Kreativität erhalten
Allgemeines
Anliegen sei, dass das Internet offen bleibe - dass Dienste,
Inhalte und Anwendungen nicht diskriminiert werden. Es bestehe wohl
Einigkeit, so Kurth, dass Datenpakete im Internet unabhängig
von ihrer Herkunft behandelt werden sollten. Das
Kreativitätspotential des Netzes müsse erhalten bleiben,
betonte er, problematischer sei das Thema Netzwerkmanagement. Schon
jetzt werde Netzwerkmanagement betrieben. Natürlich müsse
ein Netz gemanagt werden, sonst würden zum Beispiel Google und
YouTube nicht funktionieren, die Milliarden in Housing und Hosting
Center investierten. Je differenzierter die Dienste seien, desto
mehr müssten die Diensteanbieter in eigene Infrastruktur
investieren – denn es sei ganz klar, dass bestimmte Dienste
eine hohe Qualität brauchen.
Kurth vertrat die Meinung, dass das Internet die bisherigen
Entwicklungen gut bewältigt habe. Schon jetzt gebe es etwa
YouTube in HDTV. Es gebe eine ständige Entwicklung nach oben
im so genannten Best-Effort-Internet. Das Best-Effort-Prinzip
bedeute allerdings auch, so Kurth, dass das normale Internet keine
garantierten Qualitäten habe, so funktionierten bestimmte
Dienste Freitagnachmittags im Internet langsamer.

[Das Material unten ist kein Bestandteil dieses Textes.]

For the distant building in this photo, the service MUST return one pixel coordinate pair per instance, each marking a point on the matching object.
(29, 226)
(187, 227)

Mindestqualität definieren
In der Sorge
vor schlechteren Bedingungen gebe es die Bestrebung nach einer
allgemeinen Mindestqualität. Es sei im Referentenentwurf des
Telekommunikationsgesetzes (TKG) vorgesehen, dass die
Bundesnetzagentur Anforderungen an Mindestqualität für
ein Best-Effort-Netz definiere. Diese Lösung werde auf
deutscher und europäischer Ebene erwogen. Klar sei, sagte
Kurth, dass bestimmte Inhalte nicht diskriminiert werden
dürften. Dies könne aber auch schon mit den jetzigen
Regeln des TKG und des Wettbewerbsrechts bekämpft werden.

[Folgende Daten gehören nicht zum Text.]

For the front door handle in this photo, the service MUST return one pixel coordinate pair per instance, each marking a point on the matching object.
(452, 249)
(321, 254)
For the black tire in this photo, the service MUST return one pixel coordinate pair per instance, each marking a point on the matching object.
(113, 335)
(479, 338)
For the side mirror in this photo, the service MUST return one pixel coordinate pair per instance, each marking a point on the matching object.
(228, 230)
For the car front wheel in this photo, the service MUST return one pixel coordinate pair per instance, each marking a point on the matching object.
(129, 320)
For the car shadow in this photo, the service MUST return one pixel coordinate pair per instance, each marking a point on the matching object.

Etwas anderes sei die Behandlung von Diensteklassen. So könne
es etwa bei Streaming von Online-Games bei bestimmten Anbietern zu
Problemen kommen. Über die Behandlung von bestimmten
Diensteklassen werde man deshalb reden müssen.
Günstige
Wettbewerbs-Strukturen
Letztendlich sei
Netzneutralität aber auch ein Thema der so genannten letzten
Meile. Das Breitband-Backbone-Internet sei recht gut ausgebaut, die
Engpässe bestünden oft auf eben dieser letzten Meile. Ein
Element, mit dem Netzneutralität gesichert werden könne,
sei Wettbewerb. Anders als in den USA gebe es eine Fülle von
Anbietern und günstige Wettbewerbs-Strukturen. Wenn die
Qualität schlecht sei, könne es ein anderer Anbieter
besser machen.
Zunächst die Prinzipien festlegen
Einige Fragen der Kommissionsmitglieder bezogen sich auf das
Formulieren einer Dienstequalität. Welche Kriterien
könnte man bei der Definition einer Mindestanforderung
für Dienstequalität zugrunde legen, und nach welchen
Maßstäben könnte man das kontrollieren? Kurth
erläuterte, dass es aus seiner Sicht nicht sinnvoll sei,
abstrakte Regeln zu formulieren. Lieber sei es ihm, zunächst
Prinzipien festzulegen und abzuwarten, was auf dem Markt passiere,
um dann zu entscheiden, wo Regulierungsbedarf bestehe. Ansonsten
entstehe ein abstraktes Regelwerk, in dem vorab abstrakt Vorsorge
für Fälle getroffen werde, die derzeit konkret noch nicht
bekannt seien. Es gebe derzeit nur abstrakte Gefahren, denen
gegenüber man wachsam sein müsse, so Kurth.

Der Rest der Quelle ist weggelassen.